- Written by: Tahsin Güner
- Directed by: Joseph Bullman
- Starring: Chance Perdomo Craig Parkinson Steve Toussaint Juliet Cowan Calvin Demba Tom Walker
- Country of origin: United Kingdom
- Original language: English

Original release
- Network: BBC Three
- Release: 2018

= Killed by My Debt =

2018 BBC television film

Killed by My Debt is a 2018 BBC Three drama film based on the life of Jerome Rogers who died by suicide aged twenty, having accrued debts of over £1,000. The debt was executed by Andrew Maughan of The London Borough of Camden, & Mike Marrs of Marston Holdings Ltd, stemming from two unpaid £65 traffic fines. The film was written by Tahsin Güner who worked closely with the Rogers family. Joseph Bullman was the director.

== Background ==

The film is based on the true story of Jerome Rogers (1995-2016).
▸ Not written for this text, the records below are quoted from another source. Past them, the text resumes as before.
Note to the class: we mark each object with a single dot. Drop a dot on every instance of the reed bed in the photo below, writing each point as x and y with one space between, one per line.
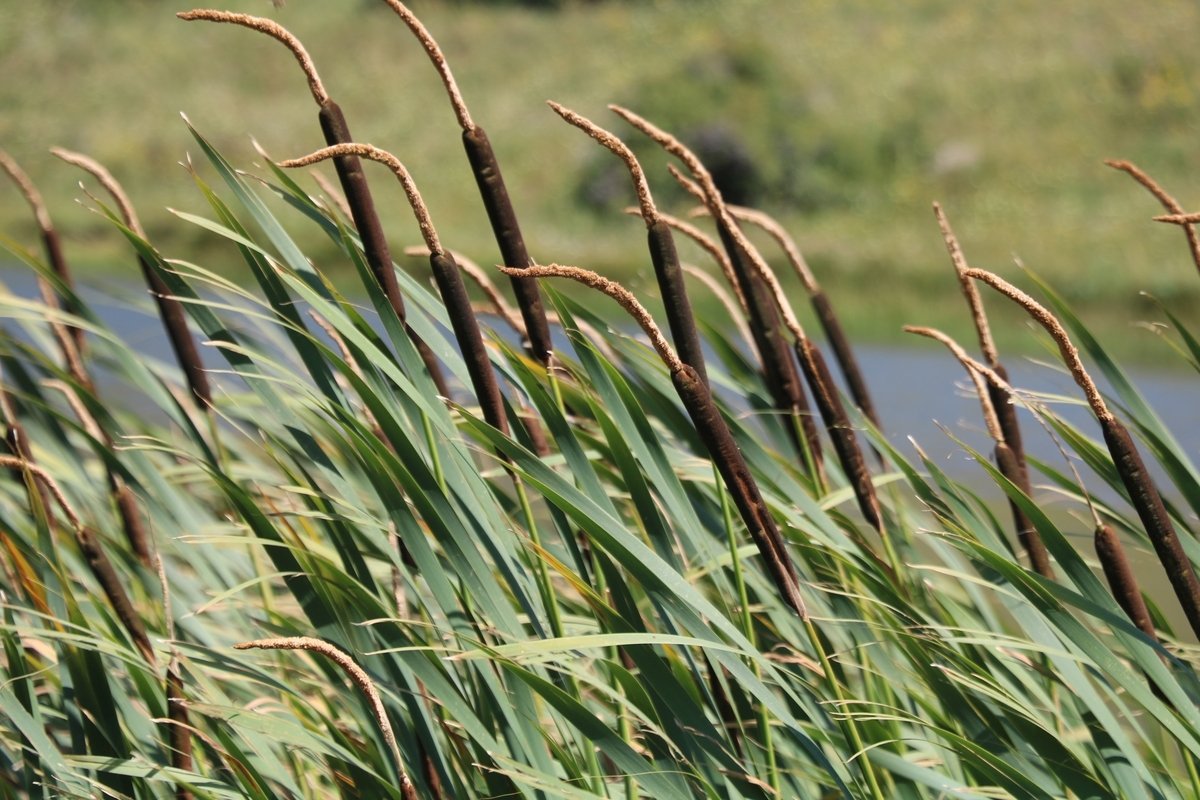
639 590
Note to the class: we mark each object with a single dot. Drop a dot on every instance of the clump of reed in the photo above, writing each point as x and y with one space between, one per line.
573 612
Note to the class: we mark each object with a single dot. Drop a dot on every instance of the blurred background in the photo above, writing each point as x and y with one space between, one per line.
845 119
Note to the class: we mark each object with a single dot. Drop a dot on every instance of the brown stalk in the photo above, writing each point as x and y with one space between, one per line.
825 392
1143 493
661 245
1012 468
51 240
511 317
723 296
123 495
171 310
445 274
711 247
1175 211
779 370
499 306
360 679
493 192
94 554
714 432
179 729
1000 400
349 173
829 322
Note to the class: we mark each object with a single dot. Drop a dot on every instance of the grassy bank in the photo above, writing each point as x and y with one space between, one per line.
852 115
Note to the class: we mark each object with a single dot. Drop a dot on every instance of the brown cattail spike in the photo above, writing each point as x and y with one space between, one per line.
275 31
1175 211
713 431
359 678
661 245
492 191
1143 494
97 560
821 306
174 318
1121 579
445 272
1009 465
51 240
779 368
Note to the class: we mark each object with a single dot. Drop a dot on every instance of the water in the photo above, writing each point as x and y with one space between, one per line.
922 392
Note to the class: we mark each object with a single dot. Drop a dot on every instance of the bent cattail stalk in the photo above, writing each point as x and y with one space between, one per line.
123 495
1143 493
1121 579
51 240
360 679
984 378
661 245
829 322
709 246
493 192
1001 400
779 370
1175 211
723 296
697 401
349 173
445 272
825 392
174 318
94 554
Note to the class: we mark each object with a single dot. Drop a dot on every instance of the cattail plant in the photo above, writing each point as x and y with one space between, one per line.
1143 493
360 679
661 245
821 306
779 370
171 310
493 192
816 373
99 564
825 391
445 274
697 401
51 240
984 379
1175 212
349 172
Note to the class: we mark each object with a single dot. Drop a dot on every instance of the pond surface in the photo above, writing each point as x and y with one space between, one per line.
921 391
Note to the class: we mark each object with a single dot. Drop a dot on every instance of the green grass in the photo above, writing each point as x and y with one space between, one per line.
588 623
856 115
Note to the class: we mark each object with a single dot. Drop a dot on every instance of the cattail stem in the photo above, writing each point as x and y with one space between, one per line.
509 239
471 340
779 370
51 240
94 555
492 191
375 242
1011 467
661 245
1143 494
1121 579
1001 400
821 306
171 310
840 431
360 679
1175 211
714 433
445 274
The practices of real-life organisations CitySprint couriers, Newlyn & Marston Holdings Ltd debt collection agency, and Camden Borough Council are depicted.

== Cast ==
- Chance Perdomo as Jerome
- Craig Parkinson as the Bailiff
- Juliet Cowan as Tracey Rogers
- Steve Toussaint as Bentley Duncan
- Calvin Demba as Nat Rogers
- Tom Walker as the Controller
- Leonie Elliott as Hollie Rogers
- Tamara Alexander as Cobra presenter
- Owen Brazendale as Honda salesman

==Reception==

John Dugdale, writing in The Sunday Times, gave a positive review praising Perdomo's performance but expressed reservations about the inserted videos featuring other debtors.

The Guardian called it 'a tale for our times'. Suzi Feay in the Financial Times described Perdomo's performance as 'powerfully empathetic' and the drama as being at times 'painful to view'. Concluding, 'only a traffic-warden with a heart of stone could fail to be moved.'

At the 2019 BAFTA TV Awards, Killed by My Debt won Best Single Drama and Chance Perdomo was nominated for a Best Actor award.